There are many moments during this exhibition that were special, but probably the best two are being told by one couple that they had chosen two venues to specifically visit, mine and one other. They would then follow the Art signs on their route and see where they ended up. The other is the lovely lady pictured, who joked that she must win the award of my 'most frequent visitor'. On her fourth visit she offered to pose in the photograph with the item of jewellery she was purchasing. I took dozens of photographs during the 'open house', but this is by far the best photo.
So, within an event such as this (there are many Open Studio events around the country), how do you organise your studio/open house to make sure you get visitors?
1. Begin planning in plenty of time.
1a. Consider carefully what photograph is suitable for the clients you are hoping to attract for the brochure. Consider too your opening hours. 16 days of Dorset Art Weeks daily is a long time!
1b. Organise flyers to distribute with the brochures and to other venues/shops/pubs locally.
1c. Notify your existing clients that you are participating in this event.
1d.
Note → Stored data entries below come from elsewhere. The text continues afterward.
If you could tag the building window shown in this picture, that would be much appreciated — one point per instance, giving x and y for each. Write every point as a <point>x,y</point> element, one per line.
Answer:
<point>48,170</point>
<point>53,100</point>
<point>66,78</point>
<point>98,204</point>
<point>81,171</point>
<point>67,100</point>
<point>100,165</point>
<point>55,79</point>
Obtain public liability insurance if you don't already have it.
2. Make sure your venue is welcoming to visitors and consider offering refreshments. Visitors have taken time out of their busy lives to spend time looking at your craft, so remember this!
2a. I prepared a jug of elderflower cordial every morning and afternoon and had bowls of sweets dotted around. It was easier than offering hot drinks - waiting for the kettle to boil etc and had purchased some quality plastic wine glasses, which looked just like the real thing.
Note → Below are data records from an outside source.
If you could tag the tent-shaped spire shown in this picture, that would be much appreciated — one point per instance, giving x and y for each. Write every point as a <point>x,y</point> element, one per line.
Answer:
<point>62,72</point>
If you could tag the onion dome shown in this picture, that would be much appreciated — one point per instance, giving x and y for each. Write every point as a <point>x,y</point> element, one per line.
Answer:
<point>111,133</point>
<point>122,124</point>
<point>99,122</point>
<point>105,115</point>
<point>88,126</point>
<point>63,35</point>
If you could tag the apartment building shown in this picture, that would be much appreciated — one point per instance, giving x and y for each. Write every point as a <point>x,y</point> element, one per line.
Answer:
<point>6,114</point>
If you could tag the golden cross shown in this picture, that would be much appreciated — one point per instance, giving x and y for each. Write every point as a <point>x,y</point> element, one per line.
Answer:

2b. Be aware that if you're offering drinks, some visitors may need a visit to the rest room!
2c. If you have a quiet morning or afternoon - do not close early, stick to the times you have stated you will be open in the brochure. How irritating would you find it to visit somewhere which should be open and is actually closed? Think of it from your potential visitors point of view. If you have an emergency and just can't open your venue - make sure you put an explanation notice with an apology to any visitors who turn up and find you closed.
2d. When planning layout, make it clear where your visitors are allowed to roam (private signs / obstacles in strategic places for when they miss the private signs)
2e. Display your public liability insurance certificate.
2f. Play soft music in the background - Classic FM is a reasonable channel, even if you're switching over from your favourite radio channel as they arrive.
3. Above everything else - smile. Not every visitor is going to like what you do or even if they like it, may not have the funds to buy. But again, they have taken their time to visit you - be grateful and you will find that you have as an enjoyable time as they do.